El ascenso



Tenía veintiún años, acaba de terminar mi carrera, y mi intención era ser directora de la sucursal en la que entré con una beca universitaria. Estaba dispuesta a lo que me pidieran. La posición social que generaba tener un cargo en una entidad bancaria, me hacía derribar cualquier muralla por imposible que pareciera.
Las acciones preferentes había que venderlas en menos de un mes. El director regional presionaba sobre los empleados, sirviéndonos la carta de despedida si no cumplíamos con los objetivos.

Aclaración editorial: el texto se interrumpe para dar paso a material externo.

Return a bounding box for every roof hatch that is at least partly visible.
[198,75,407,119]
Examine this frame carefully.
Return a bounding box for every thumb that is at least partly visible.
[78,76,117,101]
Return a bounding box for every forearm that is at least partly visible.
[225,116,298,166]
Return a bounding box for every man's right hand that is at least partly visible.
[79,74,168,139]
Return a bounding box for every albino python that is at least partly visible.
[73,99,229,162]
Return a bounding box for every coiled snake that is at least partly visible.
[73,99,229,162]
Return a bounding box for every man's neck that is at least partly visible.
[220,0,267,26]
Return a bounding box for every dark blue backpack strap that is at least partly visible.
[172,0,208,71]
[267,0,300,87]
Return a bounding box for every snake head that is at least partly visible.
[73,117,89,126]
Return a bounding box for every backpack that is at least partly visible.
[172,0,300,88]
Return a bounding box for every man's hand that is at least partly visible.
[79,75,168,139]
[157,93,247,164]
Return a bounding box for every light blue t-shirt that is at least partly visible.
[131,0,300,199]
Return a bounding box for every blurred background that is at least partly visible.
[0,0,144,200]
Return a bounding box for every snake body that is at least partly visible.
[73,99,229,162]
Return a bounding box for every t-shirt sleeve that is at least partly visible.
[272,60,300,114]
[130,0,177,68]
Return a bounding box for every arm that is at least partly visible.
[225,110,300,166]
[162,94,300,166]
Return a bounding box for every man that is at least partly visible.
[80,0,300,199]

No importaba si el cliente tenía un sueldo base o si su nómina superaba la media de los españoles. Silvia llegó pidiendo un préstamo para comprarse una vivienda. Se acaba de casar y trabajaba de camarera en unos apartamentos del sur de la isla. La timidez la dominaba a la hora de tomar una decisión, impulsándola a decir sí, cuando en su interior ardía la necesidad de contestar no. Para mí era el anzuelo perfecto. Sabía que con sus ingresos no podría afrontar los gastos generados por el producto bancario que le estaba ofreciendo, pero me iba a permitir ganar puntos como empleada modelo. En aquella mesa, en la que el dinero estaba en juego, el corazón y las emociones se congelaron.
Años más tarde, en una cena de altos cargos, comenzaron a nombrar a los clientes que fueron desahuciados, y a los que el banco, terminó haciendo mutis ante los hechos. Nombraron a Silvia como un caso que no merecía lo que le sucedió. Fue un ex compañero, con el dedo apuntado a las alturas, sin apenas pausa, el que me dijo: El año en que le desahuciaron vivió en los sitios más extraños que puedas imaginar.
Abrazo a mi hija. Espero que nunca le tenga que contar la forma en la que me convertí en directora.